# SOAM Quickstart
How to make an end to end project using SOAM modules and tools.

![soam_pipeline](documentation/images/SoaM_diagram.png)


This library pipeline supports any data source.
The process is structured in different stages:
* Extraction: manages the connection with the database, the time granularity and the aggregation level of the input data.
* Preprocessing: lets select among out of the box tools to perform standard tasks as normalization or fill nan values.
* Forecasting: fits a model and predict results.
* Postprocessing: modifies the results based on business/real information or create analysis with the predicted values,
 such as an anomaly detection.


## Extraction

This stage extracts data from the needed sources to build the condensed dataset for the next steps. This tends to be project dependent.

### Establish the connection with the database

In [32]:
from soam.workflow.time_series_extractor import TimeSeriesExtractor
from muttlib.dbconn import get_client

Postgres config set up

In [67]:
pg_cfg = {
    "host": "localhost",
    "port": 5432,
    "db_type": "postgres",
    "username": "mutt",
    "password": "mutt",
    "database": "sqlalchemy"
}

In [68]:
pg_client = get_client(pg_cfg)[1]

In [70]:
pg_client

<muttlib.dbconn.postgres.PgClient at 0x7f1969940040>

In [171]:
extractor = TimeSeriesExtractor(db=pg_client, table_name='stocks_valuation')

#### Then it converts the full dataset to the desired time granularity and aggregation level by some categorical attribute/s and return it as a pandas data frame.
In this case we define the following: <br>
- Time granularity: <br>
     - Start date: 2021-03-01 <br>
     - End date: 2021-03-20
- Aggregation Level:
    - Just stay with Apple's (AAPL) stock information.

In [314]:
build_query_kwargs={
    'columns': '*',
    'timestamp_col': 'date',
    'start_date': "2021-03-01",
    'end_date': "2021-03-20",
    'extra_where_conditions': ["symbol = 'AAPL'"]
}

In [318]:
extractor.run(build_query_kwargs=build_query_kwargs).head()
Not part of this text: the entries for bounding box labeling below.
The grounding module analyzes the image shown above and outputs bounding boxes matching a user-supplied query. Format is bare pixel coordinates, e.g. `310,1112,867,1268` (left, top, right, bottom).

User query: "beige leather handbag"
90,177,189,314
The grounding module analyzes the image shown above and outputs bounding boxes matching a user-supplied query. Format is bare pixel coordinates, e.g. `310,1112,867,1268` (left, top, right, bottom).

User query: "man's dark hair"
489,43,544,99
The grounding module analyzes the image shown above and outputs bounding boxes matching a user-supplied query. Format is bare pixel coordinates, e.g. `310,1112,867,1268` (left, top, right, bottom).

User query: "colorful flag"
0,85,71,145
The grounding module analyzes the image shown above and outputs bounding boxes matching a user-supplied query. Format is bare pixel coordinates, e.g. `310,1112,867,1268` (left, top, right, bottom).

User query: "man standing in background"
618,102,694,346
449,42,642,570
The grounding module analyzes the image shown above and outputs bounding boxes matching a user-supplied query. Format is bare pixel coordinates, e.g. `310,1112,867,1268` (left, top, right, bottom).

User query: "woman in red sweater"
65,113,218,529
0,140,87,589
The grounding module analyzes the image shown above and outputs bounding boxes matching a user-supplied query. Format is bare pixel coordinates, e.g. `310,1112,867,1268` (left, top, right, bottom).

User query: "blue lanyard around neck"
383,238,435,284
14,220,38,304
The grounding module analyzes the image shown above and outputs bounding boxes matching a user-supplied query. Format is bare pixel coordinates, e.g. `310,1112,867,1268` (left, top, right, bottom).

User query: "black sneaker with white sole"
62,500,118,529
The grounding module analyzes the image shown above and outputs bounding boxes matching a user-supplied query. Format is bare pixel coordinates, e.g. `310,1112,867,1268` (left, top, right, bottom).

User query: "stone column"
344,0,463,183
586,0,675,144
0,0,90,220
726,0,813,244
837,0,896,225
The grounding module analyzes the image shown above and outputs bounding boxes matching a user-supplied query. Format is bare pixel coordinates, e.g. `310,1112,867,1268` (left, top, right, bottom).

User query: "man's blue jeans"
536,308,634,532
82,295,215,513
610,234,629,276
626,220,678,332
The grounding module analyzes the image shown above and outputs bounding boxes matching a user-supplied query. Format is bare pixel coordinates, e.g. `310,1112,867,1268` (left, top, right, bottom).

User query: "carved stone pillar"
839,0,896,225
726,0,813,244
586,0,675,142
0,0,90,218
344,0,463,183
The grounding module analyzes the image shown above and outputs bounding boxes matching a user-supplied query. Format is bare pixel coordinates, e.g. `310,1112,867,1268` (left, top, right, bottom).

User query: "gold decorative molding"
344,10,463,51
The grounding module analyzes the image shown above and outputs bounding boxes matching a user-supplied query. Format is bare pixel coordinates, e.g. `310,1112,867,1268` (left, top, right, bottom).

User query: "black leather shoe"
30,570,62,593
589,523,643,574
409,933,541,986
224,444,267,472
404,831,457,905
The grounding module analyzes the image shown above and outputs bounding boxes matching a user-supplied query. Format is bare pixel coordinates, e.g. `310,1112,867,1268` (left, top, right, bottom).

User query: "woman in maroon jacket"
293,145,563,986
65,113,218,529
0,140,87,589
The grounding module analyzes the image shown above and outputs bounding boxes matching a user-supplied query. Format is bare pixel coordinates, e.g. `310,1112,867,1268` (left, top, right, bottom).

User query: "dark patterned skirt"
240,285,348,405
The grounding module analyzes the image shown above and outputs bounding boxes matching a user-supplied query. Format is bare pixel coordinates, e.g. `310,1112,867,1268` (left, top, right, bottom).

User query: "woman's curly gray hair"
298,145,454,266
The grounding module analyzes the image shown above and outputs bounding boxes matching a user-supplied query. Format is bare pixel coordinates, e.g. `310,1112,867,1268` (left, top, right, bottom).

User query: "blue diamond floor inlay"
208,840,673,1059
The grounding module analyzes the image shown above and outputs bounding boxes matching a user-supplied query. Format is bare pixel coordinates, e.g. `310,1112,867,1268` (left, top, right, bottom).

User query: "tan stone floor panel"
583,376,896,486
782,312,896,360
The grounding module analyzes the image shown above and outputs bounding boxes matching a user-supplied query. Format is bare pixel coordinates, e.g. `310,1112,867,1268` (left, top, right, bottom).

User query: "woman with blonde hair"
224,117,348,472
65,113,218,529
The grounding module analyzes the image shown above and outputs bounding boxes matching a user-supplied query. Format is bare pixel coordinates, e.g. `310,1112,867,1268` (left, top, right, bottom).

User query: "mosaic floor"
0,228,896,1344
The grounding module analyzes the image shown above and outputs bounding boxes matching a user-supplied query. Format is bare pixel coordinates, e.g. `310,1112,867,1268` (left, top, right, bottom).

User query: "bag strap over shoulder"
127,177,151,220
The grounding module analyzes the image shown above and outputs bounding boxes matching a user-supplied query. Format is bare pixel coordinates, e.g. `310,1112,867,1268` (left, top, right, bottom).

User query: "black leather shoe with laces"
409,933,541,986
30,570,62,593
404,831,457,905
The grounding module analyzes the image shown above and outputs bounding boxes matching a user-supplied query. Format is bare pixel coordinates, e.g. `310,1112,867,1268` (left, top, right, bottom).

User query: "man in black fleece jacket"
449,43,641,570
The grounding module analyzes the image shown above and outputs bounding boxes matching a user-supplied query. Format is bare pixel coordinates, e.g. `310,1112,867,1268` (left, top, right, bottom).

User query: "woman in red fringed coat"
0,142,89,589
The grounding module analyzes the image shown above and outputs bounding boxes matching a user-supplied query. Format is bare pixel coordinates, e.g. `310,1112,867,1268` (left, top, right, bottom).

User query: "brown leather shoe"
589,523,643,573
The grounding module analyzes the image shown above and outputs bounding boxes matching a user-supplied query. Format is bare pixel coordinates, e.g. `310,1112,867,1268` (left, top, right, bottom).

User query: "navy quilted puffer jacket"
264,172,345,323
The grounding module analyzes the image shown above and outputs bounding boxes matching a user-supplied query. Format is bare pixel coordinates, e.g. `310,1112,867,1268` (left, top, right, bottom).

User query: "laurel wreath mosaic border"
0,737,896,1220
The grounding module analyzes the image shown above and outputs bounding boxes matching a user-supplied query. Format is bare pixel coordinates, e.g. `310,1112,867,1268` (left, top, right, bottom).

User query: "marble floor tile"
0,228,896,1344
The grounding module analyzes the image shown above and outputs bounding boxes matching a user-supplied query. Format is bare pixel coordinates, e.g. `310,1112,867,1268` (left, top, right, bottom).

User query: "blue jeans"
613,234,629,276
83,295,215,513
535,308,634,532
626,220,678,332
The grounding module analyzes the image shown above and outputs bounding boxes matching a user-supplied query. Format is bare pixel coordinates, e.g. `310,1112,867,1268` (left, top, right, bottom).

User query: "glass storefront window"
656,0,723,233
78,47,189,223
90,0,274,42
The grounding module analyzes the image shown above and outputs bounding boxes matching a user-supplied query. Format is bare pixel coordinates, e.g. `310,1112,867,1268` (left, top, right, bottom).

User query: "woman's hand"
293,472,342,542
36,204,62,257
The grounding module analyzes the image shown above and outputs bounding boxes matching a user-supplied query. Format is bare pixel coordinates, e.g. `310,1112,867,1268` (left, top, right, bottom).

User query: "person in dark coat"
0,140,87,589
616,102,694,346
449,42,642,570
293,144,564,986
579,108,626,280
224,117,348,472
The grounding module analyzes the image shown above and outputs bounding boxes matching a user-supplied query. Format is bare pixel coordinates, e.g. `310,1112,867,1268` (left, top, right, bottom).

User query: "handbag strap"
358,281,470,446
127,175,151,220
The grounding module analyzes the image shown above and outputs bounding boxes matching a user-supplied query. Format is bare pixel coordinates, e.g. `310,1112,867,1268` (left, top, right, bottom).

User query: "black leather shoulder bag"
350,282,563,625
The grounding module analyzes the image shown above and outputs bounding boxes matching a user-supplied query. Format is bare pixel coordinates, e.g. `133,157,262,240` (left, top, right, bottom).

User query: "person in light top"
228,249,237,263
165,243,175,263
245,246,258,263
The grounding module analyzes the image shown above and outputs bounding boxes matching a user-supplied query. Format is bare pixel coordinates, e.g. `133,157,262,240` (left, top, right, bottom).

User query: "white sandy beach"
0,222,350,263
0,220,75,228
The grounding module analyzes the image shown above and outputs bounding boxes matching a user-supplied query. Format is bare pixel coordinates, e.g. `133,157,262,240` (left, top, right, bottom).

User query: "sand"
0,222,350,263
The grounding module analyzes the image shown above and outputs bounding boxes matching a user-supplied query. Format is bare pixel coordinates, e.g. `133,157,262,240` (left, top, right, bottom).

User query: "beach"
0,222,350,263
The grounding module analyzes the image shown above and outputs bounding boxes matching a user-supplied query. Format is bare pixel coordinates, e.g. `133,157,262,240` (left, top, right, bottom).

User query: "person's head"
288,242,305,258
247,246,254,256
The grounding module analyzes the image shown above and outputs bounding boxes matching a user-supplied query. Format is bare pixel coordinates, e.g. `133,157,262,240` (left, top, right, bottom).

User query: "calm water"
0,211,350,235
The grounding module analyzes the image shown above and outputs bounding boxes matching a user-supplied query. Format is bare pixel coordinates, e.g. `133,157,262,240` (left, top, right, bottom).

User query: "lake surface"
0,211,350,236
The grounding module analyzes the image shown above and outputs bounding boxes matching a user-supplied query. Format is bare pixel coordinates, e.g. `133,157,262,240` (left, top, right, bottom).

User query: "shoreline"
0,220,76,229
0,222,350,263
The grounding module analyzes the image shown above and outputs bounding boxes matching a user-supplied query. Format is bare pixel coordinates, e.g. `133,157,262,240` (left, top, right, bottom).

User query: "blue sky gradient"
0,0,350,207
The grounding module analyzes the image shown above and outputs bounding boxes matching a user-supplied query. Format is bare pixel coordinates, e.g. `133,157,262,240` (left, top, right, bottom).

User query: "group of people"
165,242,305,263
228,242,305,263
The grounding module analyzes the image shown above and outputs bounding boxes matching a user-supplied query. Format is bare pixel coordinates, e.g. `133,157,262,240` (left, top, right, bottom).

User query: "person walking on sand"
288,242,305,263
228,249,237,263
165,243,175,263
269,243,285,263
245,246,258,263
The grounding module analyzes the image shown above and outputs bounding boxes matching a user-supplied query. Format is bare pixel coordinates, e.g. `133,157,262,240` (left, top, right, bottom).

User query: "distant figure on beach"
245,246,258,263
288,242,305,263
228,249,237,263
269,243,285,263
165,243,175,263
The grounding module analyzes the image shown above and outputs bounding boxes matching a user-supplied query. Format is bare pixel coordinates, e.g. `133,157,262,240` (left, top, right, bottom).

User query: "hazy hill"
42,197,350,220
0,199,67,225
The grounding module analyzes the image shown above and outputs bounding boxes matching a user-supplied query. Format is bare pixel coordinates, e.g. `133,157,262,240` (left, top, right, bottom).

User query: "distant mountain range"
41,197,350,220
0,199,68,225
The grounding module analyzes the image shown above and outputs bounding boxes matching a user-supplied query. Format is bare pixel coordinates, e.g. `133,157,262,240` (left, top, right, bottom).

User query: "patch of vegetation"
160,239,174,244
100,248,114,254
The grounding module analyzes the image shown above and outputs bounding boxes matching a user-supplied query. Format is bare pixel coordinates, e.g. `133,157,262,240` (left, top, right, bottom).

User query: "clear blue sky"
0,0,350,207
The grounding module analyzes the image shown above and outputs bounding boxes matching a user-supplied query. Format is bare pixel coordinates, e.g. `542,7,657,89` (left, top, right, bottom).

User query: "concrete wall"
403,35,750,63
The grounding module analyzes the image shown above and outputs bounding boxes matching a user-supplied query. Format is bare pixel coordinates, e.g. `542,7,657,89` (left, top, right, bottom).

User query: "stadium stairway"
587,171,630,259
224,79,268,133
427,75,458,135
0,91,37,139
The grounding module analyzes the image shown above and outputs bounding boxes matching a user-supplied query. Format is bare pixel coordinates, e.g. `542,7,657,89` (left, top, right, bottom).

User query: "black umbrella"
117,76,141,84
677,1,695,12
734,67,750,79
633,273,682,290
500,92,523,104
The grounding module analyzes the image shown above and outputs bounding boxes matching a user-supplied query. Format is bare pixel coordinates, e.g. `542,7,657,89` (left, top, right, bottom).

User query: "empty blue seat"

Unnamed: 0,index,date,symbol,avg_num_trades,avg_price
0,0,2021-03-18,AAPL,84353.996528,121.75
1,1,2021-03-17,AAPL,77730.997222,124.09795
2,2,2021-03-16,AAPL,80019.4,125.9675
3,3,2021-03-15,AAPL,64298.996528,122.21
4,4,2021-03-12,AAPL,61184.0625,120.165


Store the query into a <b>pandas dataframe</b> to facilitate data manipulation.

In [330]:
import pandas as pd
df = extractor.run(build_query_kwargs = build_query_kwargs)

df.head()

Unnamed: 0,index,date,symbol,avg_num_trades,avg_price
0,0,2021-03-18,AAPL,84353.996528,121.75
1,1,2021-03-17,AAPL,77730.997222,124.09795
2,2,2021-03-16,AAPL,80019.4,125.9675
3,3,2021-03-15,AAPL,64298.996528,122.21
4,4,2021-03-12,AAPL,61184.0625,120.165


## Preprocessing

In [331]:
from soam.workflow import Transformer

Import the MinMaxScaler from Scikit-Learn

In [332]:
from sklearn.preprocessing import MinMaxScaler
scaler = MinMaxScaler()

Create the Transformer object and pass the scaler as the transformer parameter.

In [333]:
ts = Transformer(transformer = scaler)

We want to normalize the average price values.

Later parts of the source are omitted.